LEGO have a system where people can propose new LEGO sets. If they get 10,000 supporters, they will be reviewed by LEGO. If LEGO like the idea, it may become an actual set they sell (and the person who proposed the idea benefits with 1% of net sales and other rewards).
Anyway, Stewart Lamb Cromar (an e-learning chap at University of Edinburgh) has proposed a set based on the Analytical Engine and featuring Ada Lovelace and Charles Babbage minifigures (including, apparently, spanners). An idea has to get 1,000 supporters in its first year or it will expire; this one has passed that bar in less than two months and has over 2,600 supporters at time of writing.

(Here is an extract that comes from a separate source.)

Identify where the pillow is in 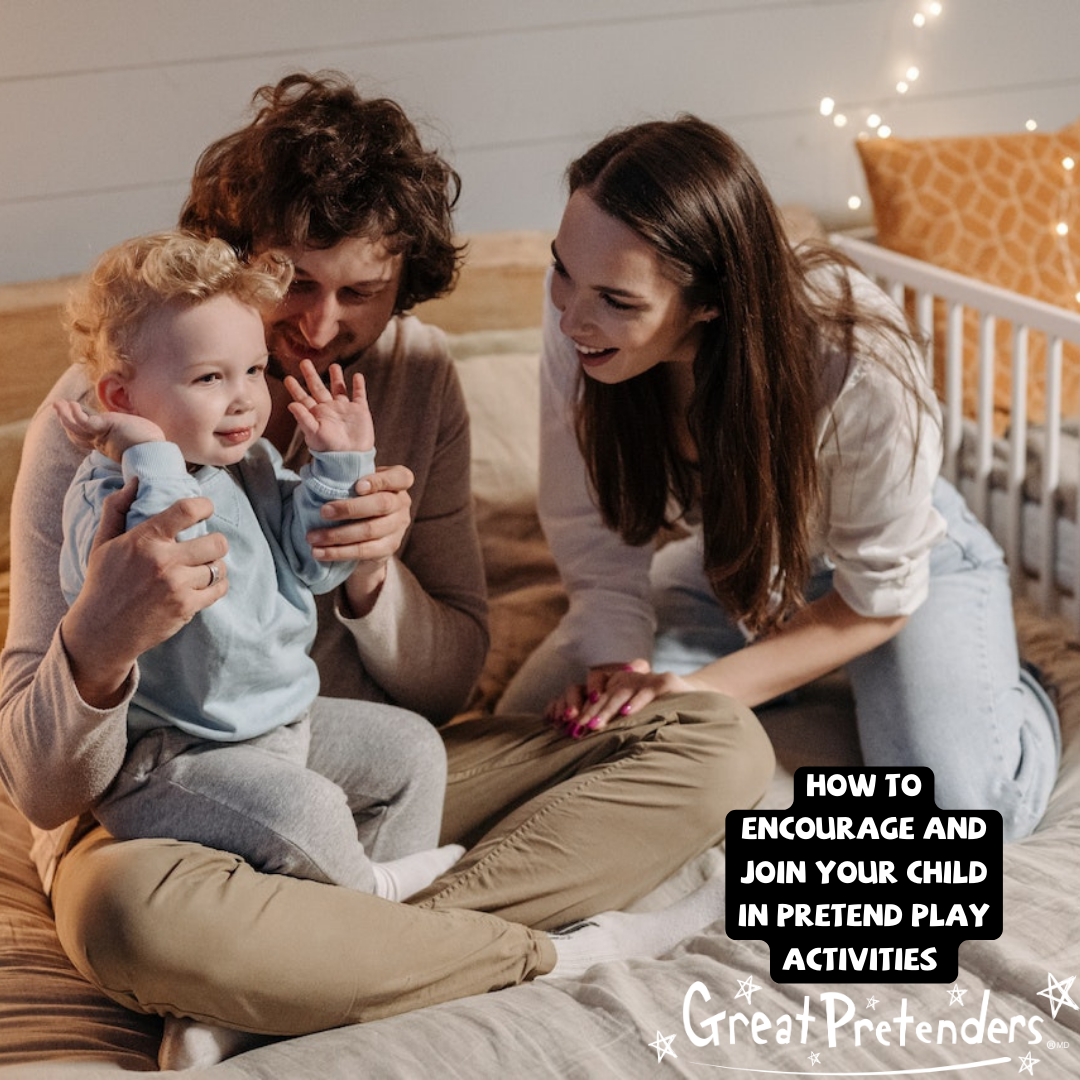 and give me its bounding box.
[856,121,1080,431]
[449,329,540,526]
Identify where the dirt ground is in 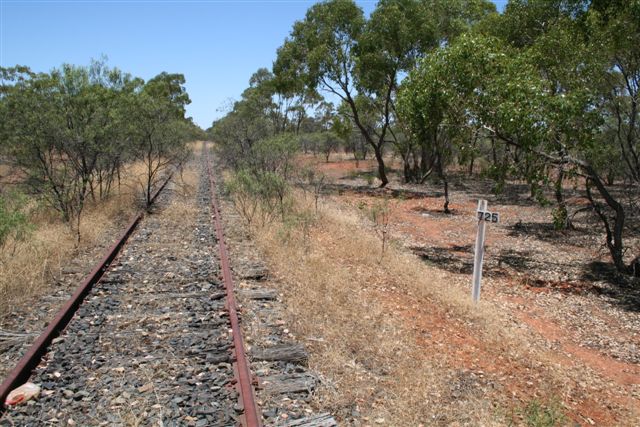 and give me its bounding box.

Anyway, I think it looks quite cool. To support it is free, though you have to sign up for a LEGO ID and answer a short survey: ‘What would you expect this product to cost (USD)?’, ‘How many do you think most people would buy?’, ‘Who do you think this project would be good for?’ and ‘How difficult would you say this project would be to build?’. It only took a couple of minutes (I was supporter no. 2604).
Expect more Ada Lovelace this year as it’s the 200th anniversary of her birth on 10th December. For example, on 17th September at 9pm BBC Four is showing a documentary by Hannah Fry: Calculating Ada: The Countess of Computing.